One focus of the present study was on the effect of DM duration of less than or greater than 15 years. Our results show that duration does not affect amplitude in patients with T1DM but decreases it in T2DM. This could be explained by T1DM patients having amplitude values lower than T2DM patients, as shown in Table 2, and having longer DM duration. Srinnivasan et al. [25] studied a series of 85 patients with T2DM who had a DM duration of greater than 10 years and without DR. They reported a decrease in amplitude and an increase in implicit time compared to patients with DM duration of less than 10 years.

High levels of HbA1c affect patients with T1DM by decreasing amplitude and increasing implicit time, while neither of these two variables are affected in patients with T2DM. The absence of alterations in mERG results in patients with T2DM is consistent with the studies of Srinivasan et al. [25] and Santos et al. [9], who studied 449 patients with T2DM recruited from the Open Consortium for the Early Treatment of Diabetic Retinopathy (EUROCONDOR). It is important, therefore, that our results for patients with T1DM show that high levels of HbA1c influence the mERG scores.

We found that changes in blood glucose, measured by HbA1c, affect patients with T1DM, similar to other studies. Klemp et al. [26] reported that hyperglycaemia induced a delay in the first- and second-order kernel implicit times in patients with T1DM and without DR. Likewise, Tyberg et al. [27] reported that patients with insulin-dependent diabetes (T1DM) have specific abnormalities in both the first- and the second-order component of the mERG.

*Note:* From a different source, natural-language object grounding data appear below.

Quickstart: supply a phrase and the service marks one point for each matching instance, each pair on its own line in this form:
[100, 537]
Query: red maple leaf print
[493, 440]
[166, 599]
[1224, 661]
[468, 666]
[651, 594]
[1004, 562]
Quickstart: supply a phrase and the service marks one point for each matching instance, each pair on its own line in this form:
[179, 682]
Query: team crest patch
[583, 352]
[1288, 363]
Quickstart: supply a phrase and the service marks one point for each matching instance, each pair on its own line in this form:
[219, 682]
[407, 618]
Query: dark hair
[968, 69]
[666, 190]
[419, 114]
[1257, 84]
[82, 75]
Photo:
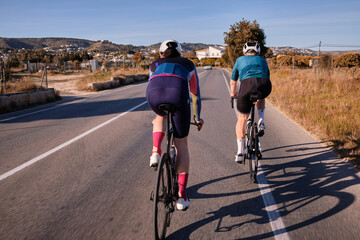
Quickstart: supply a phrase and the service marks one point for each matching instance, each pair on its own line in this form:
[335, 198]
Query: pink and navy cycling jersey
[181, 68]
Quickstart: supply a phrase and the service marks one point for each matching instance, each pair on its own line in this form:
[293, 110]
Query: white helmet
[170, 43]
[251, 46]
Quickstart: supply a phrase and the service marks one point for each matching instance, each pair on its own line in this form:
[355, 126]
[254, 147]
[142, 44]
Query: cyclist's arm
[233, 80]
[195, 93]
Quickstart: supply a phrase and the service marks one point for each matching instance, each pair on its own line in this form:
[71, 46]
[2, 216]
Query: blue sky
[286, 23]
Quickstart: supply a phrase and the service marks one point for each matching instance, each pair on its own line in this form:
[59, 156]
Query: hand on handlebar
[232, 98]
[199, 124]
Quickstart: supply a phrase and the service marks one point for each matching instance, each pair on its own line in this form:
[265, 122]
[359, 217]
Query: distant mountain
[39, 43]
[185, 46]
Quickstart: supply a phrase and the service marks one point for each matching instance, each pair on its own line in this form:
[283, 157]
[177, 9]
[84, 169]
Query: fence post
[46, 75]
[4, 76]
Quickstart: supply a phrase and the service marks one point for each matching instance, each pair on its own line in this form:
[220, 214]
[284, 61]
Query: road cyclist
[253, 72]
[171, 77]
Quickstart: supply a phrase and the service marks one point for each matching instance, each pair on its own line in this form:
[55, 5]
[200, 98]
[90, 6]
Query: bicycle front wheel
[162, 198]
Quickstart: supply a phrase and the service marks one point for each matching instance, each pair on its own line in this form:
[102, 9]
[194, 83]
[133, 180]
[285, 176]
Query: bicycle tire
[162, 198]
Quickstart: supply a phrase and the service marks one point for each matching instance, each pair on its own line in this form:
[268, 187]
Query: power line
[332, 45]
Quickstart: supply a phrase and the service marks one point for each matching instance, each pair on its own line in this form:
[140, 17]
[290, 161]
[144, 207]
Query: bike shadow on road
[310, 174]
[79, 108]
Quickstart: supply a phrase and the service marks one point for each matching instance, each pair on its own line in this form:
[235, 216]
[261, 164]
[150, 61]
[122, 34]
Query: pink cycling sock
[157, 139]
[182, 179]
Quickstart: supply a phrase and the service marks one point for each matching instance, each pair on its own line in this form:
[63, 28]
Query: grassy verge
[326, 103]
[21, 85]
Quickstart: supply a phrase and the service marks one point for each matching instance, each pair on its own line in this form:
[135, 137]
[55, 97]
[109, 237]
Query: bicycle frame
[251, 140]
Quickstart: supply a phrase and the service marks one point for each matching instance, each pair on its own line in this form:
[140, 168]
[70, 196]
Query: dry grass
[326, 103]
[98, 76]
[21, 85]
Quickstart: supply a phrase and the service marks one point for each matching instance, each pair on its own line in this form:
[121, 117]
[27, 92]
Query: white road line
[62, 105]
[276, 222]
[42, 156]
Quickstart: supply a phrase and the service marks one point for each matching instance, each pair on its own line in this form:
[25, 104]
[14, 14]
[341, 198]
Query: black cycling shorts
[174, 91]
[256, 86]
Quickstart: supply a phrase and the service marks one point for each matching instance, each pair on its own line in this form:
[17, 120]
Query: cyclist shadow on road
[237, 209]
[310, 174]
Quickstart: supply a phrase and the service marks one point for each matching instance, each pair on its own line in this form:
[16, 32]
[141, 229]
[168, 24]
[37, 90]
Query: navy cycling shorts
[174, 91]
[258, 86]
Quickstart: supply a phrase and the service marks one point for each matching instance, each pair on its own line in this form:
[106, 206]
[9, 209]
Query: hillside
[39, 43]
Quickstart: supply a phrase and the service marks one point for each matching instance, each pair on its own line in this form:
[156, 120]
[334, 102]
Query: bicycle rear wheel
[162, 198]
[253, 156]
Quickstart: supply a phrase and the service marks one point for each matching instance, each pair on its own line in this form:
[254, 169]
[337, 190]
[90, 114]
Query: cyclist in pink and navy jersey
[171, 76]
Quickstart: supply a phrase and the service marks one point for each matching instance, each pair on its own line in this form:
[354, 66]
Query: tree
[240, 33]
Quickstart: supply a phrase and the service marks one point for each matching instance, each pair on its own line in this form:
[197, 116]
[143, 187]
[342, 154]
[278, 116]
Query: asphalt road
[78, 169]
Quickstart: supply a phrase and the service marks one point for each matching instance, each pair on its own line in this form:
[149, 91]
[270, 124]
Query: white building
[211, 52]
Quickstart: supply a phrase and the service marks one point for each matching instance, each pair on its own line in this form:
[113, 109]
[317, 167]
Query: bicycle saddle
[254, 97]
[167, 107]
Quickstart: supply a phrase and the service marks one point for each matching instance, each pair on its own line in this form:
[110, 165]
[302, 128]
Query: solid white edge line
[38, 158]
[276, 222]
[64, 104]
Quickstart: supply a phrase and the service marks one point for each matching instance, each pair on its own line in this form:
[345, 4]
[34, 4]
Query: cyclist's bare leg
[159, 125]
[182, 155]
[182, 164]
[260, 105]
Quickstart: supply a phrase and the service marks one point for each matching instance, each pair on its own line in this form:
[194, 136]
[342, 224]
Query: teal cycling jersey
[250, 67]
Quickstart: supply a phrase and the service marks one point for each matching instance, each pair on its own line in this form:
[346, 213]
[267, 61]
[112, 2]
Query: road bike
[166, 188]
[252, 143]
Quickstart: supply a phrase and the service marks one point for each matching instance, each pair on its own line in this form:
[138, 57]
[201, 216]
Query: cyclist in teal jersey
[253, 72]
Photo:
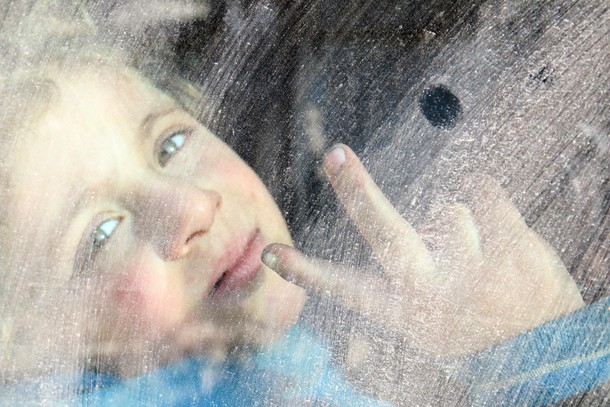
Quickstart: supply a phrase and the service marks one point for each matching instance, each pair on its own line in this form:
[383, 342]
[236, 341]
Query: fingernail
[334, 159]
[269, 259]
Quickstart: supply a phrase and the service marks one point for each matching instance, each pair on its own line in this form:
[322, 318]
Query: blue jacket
[545, 365]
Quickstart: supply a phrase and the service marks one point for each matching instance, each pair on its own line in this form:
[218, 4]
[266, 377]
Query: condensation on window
[471, 268]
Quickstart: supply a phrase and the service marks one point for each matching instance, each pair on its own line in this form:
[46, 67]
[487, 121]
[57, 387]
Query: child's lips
[243, 259]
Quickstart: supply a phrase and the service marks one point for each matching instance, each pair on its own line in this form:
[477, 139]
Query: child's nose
[172, 216]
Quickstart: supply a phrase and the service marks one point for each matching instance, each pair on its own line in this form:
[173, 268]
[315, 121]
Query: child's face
[152, 225]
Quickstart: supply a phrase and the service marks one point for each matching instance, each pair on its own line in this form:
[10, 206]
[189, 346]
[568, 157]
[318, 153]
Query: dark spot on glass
[440, 107]
[544, 75]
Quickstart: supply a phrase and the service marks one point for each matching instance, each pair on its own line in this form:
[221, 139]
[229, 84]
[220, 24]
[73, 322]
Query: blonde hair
[28, 76]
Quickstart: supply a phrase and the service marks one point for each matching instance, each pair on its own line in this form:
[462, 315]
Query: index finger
[394, 241]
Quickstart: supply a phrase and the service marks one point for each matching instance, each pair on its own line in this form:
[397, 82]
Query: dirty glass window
[304, 203]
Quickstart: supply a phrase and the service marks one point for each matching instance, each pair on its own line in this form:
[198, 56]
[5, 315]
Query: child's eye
[170, 147]
[104, 231]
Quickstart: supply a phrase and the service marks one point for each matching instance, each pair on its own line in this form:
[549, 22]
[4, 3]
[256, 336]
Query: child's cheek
[145, 294]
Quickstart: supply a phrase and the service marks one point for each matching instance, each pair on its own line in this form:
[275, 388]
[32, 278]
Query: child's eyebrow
[152, 118]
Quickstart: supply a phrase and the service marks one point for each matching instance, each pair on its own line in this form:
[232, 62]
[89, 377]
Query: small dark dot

Our results support the hypothesis that hyperglycaemia changes the metabolism of the retina, probably inducing changes in inner retinal function, including in T1DM patients without DR. One limitation of this study is the small sample size, with only 72 patients, despite being randomly selected from our databases. A bigger study sample would strengthen the results, as would the inclusion of other risk factors in addition to DM duration and HbA1c. An important strength of this study includes the random selection of patients according to sex, DM duration and insulin treatment from a DM database representative of our population.

Finally, in a changing world that has experienced the COVID-19 pandemic, the chance of finding new systems for the early detection of prevalent pathologies such as DR is very important, especially by means of telemedicine [28,29]. This is the case with ERGm, which can be read by ophthalmologists from remote sites.

5. Conclusions

In patients with type 1 diabetes mellitus, the retina is functionally more sensitive to changes in blood glucose than in patients with type 2 diabetes mellitus. On the contrary, DM duration affects retinal functionality more in both types of diabetes studied.